Types of Marital Rights
Spouses establish their marital rights through a legal marriage recognized by a state. In Pennsylvania, state laws determine marital rights in the event of divorce or the death of a spouse. Many types of marital rights relate to spouses' financial circumstances: their assets and debts. For example, Pennsylvania laws determine how spouses share rights to marital property and how a spouse can maintain separate property — these rights are often relevant in a divorce as well as after a spouse's death. Other rights, such as the right to request spousal support, usually become available only if a marriage ends in separation or divorce.
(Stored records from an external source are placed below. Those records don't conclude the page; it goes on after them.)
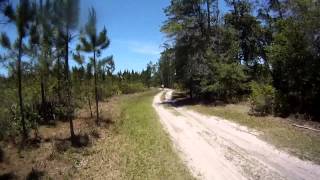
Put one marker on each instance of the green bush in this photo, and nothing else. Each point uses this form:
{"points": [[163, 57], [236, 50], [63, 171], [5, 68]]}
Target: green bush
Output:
{"points": [[128, 88], [262, 99]]}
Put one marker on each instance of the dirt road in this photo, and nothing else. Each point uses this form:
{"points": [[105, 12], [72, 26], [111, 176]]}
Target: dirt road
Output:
{"points": [[214, 148]]}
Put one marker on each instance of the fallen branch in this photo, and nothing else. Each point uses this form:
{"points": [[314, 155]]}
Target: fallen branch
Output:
{"points": [[305, 127]]}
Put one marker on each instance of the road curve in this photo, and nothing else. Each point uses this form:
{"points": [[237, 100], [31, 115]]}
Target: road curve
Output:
{"points": [[214, 148]]}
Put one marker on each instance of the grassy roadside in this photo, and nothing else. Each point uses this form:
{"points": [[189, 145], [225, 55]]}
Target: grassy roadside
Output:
{"points": [[277, 131], [136, 147], [129, 144], [149, 155]]}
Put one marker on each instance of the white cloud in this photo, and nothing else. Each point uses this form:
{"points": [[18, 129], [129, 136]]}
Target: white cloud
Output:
{"points": [[144, 48]]}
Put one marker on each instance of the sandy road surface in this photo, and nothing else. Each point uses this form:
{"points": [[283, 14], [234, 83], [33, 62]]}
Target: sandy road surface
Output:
{"points": [[214, 148]]}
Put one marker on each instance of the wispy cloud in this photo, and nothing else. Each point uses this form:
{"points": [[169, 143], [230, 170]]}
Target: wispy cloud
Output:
{"points": [[140, 47]]}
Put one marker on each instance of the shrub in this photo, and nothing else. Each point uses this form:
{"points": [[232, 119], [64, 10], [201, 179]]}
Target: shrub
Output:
{"points": [[262, 99], [128, 88]]}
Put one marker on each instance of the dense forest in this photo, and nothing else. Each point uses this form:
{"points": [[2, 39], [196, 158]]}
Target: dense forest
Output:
{"points": [[265, 51], [40, 86]]}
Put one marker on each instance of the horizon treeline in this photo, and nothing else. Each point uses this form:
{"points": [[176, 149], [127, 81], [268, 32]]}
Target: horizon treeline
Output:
{"points": [[267, 51], [40, 86]]}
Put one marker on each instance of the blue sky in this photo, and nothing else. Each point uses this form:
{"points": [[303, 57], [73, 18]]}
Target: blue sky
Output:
{"points": [[133, 27]]}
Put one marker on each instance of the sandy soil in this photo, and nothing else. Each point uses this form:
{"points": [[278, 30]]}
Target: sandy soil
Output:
{"points": [[214, 148]]}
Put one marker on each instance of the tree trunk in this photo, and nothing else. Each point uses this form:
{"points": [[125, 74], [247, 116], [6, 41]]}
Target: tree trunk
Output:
{"points": [[25, 134], [43, 96], [68, 88], [208, 19], [89, 101], [59, 78], [95, 86]]}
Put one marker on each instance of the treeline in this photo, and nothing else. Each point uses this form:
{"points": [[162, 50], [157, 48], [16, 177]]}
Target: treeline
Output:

Rights in Marital Agreements
Pennsylvania state laws determine spouses' rights in the event of a divorce, but the parties can agree to an alternative arrangement. For example, spouses who cannot settle their property issues during a divorce require a division of their property by a state court — in these cases, the court must follow Pennsylvania's equitable distribution laws to assign a fair share of the couple's property to each spouse. Individuals who do not wish to follow the state's equitable distribution laws may sign over some property rights in a prenuptial agreement before marriage or in a postmarital agreement at any time while married. One party might also ask the other person to give up the right to spousal support. Although spouses may sign a contractual agreement containing their own terms, they must follow Pennsylvania law regarding marital agreements, and one spouse might still be able to challenge the agreement at a later date.
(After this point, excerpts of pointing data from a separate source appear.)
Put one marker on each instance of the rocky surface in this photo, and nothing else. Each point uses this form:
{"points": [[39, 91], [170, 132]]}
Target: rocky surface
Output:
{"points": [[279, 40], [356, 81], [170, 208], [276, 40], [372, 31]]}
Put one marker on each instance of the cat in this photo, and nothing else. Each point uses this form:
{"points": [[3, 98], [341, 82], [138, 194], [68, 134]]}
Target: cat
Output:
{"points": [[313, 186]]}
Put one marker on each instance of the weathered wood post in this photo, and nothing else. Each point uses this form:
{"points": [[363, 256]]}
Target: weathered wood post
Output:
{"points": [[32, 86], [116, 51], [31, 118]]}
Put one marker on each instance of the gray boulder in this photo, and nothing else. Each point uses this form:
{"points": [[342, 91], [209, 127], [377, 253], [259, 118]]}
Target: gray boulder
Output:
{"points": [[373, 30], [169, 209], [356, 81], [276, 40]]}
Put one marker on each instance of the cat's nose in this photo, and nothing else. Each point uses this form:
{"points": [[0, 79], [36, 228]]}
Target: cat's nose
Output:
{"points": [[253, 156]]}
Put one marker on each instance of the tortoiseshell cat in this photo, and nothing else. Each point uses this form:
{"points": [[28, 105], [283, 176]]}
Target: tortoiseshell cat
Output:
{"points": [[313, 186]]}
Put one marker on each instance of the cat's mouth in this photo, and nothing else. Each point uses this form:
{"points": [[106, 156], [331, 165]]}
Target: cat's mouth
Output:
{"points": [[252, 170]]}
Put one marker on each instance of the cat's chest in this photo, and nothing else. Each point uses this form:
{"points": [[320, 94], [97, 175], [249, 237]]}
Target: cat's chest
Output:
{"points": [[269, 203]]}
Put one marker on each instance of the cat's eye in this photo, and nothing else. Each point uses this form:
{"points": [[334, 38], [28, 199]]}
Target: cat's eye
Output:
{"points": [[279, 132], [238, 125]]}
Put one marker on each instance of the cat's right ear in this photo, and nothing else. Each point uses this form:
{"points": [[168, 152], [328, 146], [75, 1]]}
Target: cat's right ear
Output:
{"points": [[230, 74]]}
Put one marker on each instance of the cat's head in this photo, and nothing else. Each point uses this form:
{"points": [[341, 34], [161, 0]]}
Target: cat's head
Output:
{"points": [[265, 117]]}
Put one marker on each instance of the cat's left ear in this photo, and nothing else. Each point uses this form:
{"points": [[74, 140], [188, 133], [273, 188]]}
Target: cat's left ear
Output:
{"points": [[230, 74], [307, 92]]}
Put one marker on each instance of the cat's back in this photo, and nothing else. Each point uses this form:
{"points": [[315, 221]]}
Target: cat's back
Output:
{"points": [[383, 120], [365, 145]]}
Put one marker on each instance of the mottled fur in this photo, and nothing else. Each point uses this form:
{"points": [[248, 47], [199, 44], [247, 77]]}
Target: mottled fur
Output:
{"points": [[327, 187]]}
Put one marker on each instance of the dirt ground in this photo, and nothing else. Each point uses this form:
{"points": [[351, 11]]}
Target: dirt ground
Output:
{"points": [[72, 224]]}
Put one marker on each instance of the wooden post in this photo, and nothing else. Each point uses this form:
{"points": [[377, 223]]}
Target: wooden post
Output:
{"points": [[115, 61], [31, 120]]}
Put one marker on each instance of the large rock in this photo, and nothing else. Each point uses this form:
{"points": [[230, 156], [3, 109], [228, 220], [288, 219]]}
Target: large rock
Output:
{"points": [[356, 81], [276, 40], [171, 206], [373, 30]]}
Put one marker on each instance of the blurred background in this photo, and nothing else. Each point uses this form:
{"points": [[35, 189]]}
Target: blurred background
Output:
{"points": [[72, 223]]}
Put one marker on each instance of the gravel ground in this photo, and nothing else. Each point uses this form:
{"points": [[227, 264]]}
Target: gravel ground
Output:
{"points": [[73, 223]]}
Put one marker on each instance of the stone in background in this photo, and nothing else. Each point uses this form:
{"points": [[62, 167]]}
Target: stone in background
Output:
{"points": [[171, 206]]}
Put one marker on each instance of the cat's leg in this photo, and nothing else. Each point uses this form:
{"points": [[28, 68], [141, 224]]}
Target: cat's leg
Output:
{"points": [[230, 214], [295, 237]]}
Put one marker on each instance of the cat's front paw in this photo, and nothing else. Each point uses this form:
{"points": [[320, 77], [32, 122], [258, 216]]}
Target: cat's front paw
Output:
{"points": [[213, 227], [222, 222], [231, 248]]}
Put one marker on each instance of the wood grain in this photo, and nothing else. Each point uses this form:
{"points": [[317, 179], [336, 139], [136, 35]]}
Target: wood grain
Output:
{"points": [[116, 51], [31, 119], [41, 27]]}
Marital Rights and Divorce
If spouses lack a premarital or postmarital agreement, they must resolve their marital rights and obligations before finalizing the terms of their divorce in Pennsylvania. Spouses can negotiate their own separation and property settlement agreement to divide their property, establish spousal support and take care of related legal issues. Either spouse may agree to sign over marital rights that a court would otherwise grant without the spouses' settlement agreement. However, parents often cannot give up the rights of their children as part of a divorce settlement. For example, a parent generally cannot sign over the right to receive child support. Pennsylvania state laws require a court's review of the children's best interests before establishing divorce terms related to children.
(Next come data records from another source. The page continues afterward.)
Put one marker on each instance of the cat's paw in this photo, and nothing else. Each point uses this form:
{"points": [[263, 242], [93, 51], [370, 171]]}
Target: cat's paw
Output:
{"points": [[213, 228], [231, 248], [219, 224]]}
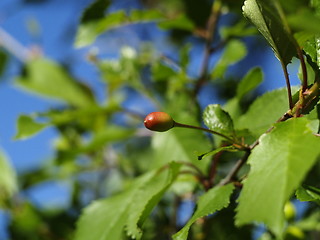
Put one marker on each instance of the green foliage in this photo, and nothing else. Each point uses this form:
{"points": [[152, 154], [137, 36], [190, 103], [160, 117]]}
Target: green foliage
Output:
{"points": [[210, 202], [137, 180], [27, 127], [8, 181], [269, 19], [276, 170]]}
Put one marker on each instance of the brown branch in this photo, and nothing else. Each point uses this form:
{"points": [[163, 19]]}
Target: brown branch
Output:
{"points": [[286, 75], [211, 28]]}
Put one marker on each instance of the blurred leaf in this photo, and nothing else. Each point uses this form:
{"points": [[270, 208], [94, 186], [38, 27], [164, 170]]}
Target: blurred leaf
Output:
{"points": [[276, 170], [234, 52], [308, 193], [217, 150], [216, 119], [213, 200], [48, 79], [305, 20], [147, 197], [88, 32], [8, 180], [264, 111], [95, 11], [249, 82], [27, 127], [3, 61], [109, 134], [269, 19]]}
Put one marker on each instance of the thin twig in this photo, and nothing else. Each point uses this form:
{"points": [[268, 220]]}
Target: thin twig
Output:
{"points": [[304, 70]]}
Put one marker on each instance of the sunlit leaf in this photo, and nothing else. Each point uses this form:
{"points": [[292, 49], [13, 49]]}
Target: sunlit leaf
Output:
{"points": [[234, 52], [269, 19], [216, 119], [213, 200], [8, 181]]}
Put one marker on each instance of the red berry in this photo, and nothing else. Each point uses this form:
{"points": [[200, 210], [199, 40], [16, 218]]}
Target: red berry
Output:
{"points": [[158, 121]]}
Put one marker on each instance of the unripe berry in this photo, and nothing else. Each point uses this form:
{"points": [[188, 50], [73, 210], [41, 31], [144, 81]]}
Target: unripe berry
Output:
{"points": [[158, 121]]}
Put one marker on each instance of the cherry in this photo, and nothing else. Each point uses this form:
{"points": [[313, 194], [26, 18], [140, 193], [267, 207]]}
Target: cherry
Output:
{"points": [[159, 121]]}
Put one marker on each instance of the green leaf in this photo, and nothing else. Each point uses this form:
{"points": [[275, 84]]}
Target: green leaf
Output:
{"points": [[278, 165], [8, 180], [27, 127], [179, 145], [217, 150], [48, 79], [216, 119], [88, 32], [147, 197], [127, 210], [234, 52], [105, 219], [269, 19], [265, 110], [308, 193], [95, 11], [3, 61], [250, 81], [213, 200], [181, 22]]}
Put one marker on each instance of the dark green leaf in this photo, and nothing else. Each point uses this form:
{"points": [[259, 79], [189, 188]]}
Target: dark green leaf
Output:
{"points": [[147, 197], [216, 119], [234, 52], [213, 200], [278, 165], [27, 127], [3, 61], [308, 193], [249, 82], [48, 79], [269, 19], [95, 11], [8, 181]]}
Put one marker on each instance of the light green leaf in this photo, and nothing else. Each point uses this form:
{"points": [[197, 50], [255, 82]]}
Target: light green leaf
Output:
{"points": [[27, 127], [234, 52], [48, 79], [147, 197], [127, 210], [308, 193], [269, 19], [8, 180], [3, 61], [265, 110], [216, 119], [250, 81], [105, 219], [179, 145], [214, 200], [278, 165]]}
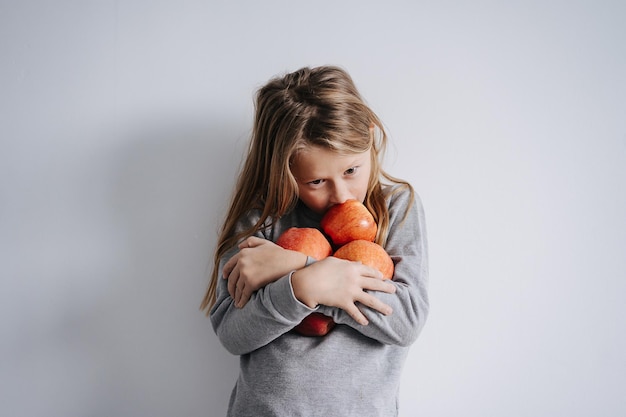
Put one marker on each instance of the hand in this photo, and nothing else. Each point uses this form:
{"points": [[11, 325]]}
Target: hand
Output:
{"points": [[339, 283], [258, 262]]}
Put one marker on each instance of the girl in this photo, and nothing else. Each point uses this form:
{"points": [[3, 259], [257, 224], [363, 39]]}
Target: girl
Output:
{"points": [[315, 143]]}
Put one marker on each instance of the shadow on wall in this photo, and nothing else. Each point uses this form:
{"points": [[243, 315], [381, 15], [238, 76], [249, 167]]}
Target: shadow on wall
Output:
{"points": [[170, 195]]}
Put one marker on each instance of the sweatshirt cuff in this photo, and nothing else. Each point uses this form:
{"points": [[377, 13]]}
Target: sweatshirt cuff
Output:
{"points": [[285, 301]]}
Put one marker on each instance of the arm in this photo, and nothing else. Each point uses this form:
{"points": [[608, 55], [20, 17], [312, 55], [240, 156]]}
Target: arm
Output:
{"points": [[258, 262], [407, 246], [271, 311]]}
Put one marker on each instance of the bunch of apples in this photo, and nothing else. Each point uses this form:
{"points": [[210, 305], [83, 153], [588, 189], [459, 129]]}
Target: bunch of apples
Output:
{"points": [[351, 228]]}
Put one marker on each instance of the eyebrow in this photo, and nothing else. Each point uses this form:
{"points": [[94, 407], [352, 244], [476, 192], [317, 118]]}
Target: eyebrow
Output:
{"points": [[357, 161]]}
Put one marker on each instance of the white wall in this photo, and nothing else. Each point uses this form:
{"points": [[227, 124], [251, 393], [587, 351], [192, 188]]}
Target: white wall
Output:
{"points": [[122, 125]]}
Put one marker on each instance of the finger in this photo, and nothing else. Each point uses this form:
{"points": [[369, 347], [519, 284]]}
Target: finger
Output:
{"points": [[368, 271], [229, 265], [375, 304], [251, 242], [357, 315], [245, 297], [374, 284], [233, 277], [239, 288]]}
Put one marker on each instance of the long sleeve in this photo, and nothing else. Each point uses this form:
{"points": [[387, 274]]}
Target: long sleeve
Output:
{"points": [[407, 246], [271, 311]]}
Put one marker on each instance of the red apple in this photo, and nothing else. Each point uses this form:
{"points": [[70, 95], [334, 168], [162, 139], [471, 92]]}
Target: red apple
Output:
{"points": [[368, 253], [312, 243], [306, 240], [349, 221], [315, 324]]}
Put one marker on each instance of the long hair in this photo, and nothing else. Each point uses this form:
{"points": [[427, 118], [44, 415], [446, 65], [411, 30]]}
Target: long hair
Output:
{"points": [[312, 106]]}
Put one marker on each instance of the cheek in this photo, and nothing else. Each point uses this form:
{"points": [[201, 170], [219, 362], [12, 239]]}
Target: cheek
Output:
{"points": [[314, 200]]}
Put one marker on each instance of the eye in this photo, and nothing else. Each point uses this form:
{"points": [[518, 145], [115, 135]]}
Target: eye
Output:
{"points": [[315, 183], [351, 171]]}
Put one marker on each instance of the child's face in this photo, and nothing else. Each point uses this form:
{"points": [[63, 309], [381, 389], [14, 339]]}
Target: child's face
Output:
{"points": [[326, 178]]}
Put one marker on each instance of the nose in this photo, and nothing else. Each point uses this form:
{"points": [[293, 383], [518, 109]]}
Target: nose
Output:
{"points": [[340, 193]]}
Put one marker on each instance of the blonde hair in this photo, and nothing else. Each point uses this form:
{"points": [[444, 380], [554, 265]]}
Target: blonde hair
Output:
{"points": [[309, 107]]}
Rights in the Event of a Spouse's Death
Pennsylvania wills and probate laws protect spouses' marital rights in the event of a spouse's death. In general, a spouse's will cannot completely disinherit the other spouse. If a husband or wife's will does make provisions for the surviving spouse, the living spouse may be able to choose between the marital rights included in the will and the "election" share established by state law. An election share sets amounts of property to which a spouse has rights by law through marriage. The amount of the election share depends on whether the spouse who died also has surviving parents or children. Pennsylvania law specifically allows a spouse to waive the right to an election share at any time before or during marriage by signing an agreement — for example, a couple might agree to a waiver of the election share by signing a premarital agreement or an estate plan.